Escalating health care and health insurance costs were among the top concerns registered by farmers and ranchers who attended Nebraska Farm Bureau listening sessions held across the state this summer. Whether it was reports of health care premiums becoming the first or second highest living expense, stories of a spouse having to find off-farm work to secure employer provided health insurance, or families (young and old) dropping health care insurance all together, I heard directly from those struggling with how to deal with skyrocketing health insurance costs.
While disheartening, what I heard was not surprising. In the spring of 2017, Nebraska Farm Bureau conducted a non-scientific survey of Farm Bureau members to find out how they were dealing with the evolving implications of Obamacare, as rumors continued to swirl about insurance companies pulling out of the individual market place because of concerns about the economic viability of such plans. Nearly 850 members participated in the survey. The results clearly showed that farm and ranch families were negatively impacted at a much higher level than their urban cousins in dealing with growth in premiums in the individual market. Nearly 98 percent of the farmers and ranchers surveyed overwhelmingly expressed dissatisfaction with the cost and benefits of their health insurance.

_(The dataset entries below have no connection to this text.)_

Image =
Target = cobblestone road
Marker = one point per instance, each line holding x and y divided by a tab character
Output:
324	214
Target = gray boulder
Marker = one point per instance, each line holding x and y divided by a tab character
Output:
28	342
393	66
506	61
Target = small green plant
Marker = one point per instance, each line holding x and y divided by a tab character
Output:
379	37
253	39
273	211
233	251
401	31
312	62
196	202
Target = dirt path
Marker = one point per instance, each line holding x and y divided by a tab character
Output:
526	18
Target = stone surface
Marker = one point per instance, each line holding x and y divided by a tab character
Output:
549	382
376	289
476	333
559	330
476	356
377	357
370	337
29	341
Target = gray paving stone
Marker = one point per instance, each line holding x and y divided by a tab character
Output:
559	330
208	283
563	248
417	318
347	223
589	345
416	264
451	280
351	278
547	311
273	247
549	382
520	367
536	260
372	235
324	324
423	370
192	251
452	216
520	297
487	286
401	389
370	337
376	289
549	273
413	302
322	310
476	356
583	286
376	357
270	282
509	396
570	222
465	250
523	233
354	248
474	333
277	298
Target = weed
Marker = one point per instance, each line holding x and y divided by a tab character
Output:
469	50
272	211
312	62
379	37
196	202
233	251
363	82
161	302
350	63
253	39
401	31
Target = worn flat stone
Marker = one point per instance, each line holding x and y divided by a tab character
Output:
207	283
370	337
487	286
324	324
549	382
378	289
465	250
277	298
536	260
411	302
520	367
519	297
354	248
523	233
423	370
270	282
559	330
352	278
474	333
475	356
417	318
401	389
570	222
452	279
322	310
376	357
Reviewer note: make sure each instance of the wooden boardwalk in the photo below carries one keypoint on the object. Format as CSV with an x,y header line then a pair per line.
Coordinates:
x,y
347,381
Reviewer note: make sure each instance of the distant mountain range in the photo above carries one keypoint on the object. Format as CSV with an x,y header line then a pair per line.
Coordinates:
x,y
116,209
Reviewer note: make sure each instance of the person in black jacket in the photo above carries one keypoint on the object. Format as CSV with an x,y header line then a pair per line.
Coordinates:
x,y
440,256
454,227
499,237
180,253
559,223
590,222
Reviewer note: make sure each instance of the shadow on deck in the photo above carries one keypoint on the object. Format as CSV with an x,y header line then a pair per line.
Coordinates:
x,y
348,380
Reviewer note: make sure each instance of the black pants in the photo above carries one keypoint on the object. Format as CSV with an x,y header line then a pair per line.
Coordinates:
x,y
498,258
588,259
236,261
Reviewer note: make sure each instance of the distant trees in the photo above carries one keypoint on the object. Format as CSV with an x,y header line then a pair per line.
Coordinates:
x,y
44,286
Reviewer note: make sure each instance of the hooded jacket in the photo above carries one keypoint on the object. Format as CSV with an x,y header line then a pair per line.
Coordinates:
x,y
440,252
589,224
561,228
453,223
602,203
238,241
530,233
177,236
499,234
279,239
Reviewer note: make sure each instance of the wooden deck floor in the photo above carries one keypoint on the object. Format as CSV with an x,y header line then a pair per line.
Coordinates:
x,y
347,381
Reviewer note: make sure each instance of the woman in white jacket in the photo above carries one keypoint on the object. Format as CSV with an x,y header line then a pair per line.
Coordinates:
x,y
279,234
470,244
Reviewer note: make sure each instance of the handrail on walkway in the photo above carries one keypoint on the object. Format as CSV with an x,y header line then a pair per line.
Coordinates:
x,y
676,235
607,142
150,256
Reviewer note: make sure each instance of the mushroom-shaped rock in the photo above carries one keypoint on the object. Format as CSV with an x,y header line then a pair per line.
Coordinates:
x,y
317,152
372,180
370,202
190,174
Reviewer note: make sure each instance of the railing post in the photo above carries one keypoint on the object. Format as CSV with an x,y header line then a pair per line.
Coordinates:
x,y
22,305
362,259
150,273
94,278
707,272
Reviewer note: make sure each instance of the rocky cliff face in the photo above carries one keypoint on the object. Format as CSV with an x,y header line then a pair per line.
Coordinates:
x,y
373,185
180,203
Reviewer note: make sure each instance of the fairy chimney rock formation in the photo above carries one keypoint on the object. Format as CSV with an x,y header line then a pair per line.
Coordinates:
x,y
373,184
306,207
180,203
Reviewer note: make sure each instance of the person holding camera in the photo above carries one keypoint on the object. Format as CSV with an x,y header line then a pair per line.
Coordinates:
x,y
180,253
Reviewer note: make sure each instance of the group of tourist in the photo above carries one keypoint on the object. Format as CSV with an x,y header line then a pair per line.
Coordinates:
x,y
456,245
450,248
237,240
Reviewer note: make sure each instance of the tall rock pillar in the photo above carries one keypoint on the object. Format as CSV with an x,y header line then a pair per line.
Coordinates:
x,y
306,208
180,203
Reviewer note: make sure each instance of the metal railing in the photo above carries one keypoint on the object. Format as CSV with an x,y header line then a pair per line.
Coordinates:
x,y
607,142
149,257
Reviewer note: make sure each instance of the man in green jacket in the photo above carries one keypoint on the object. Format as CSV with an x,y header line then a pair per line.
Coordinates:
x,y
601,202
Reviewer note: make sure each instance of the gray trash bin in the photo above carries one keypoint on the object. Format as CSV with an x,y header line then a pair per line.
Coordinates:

The ongoing sting of Obamacare and the clear need for help is what led Nebraska Farm Bureau to take the challenging path of developing a new, first of its kind, large group association health plan specifically for farmers, ranchers, and agribusinesses. Partnering with Medica, this new plan is helping us to lower costs for farm and ranch families who’ve been squeezed out of the individual market because of escalating premiums. We’re looking to give these farm and ranch families different options; ones that don’t force spouses to find off-farm work or forgo health insurance all together. Fresh off the general election, farmers and ranchers know all too well that actions of our elected leaders have consequences. None better than those who’ve made life altering decisions as they’ve reeled through nearly a decade of Obamacare.
Steve Nelson is president of the Nebraska Farm Bureau and farms with his son near Axtell, Nebraska.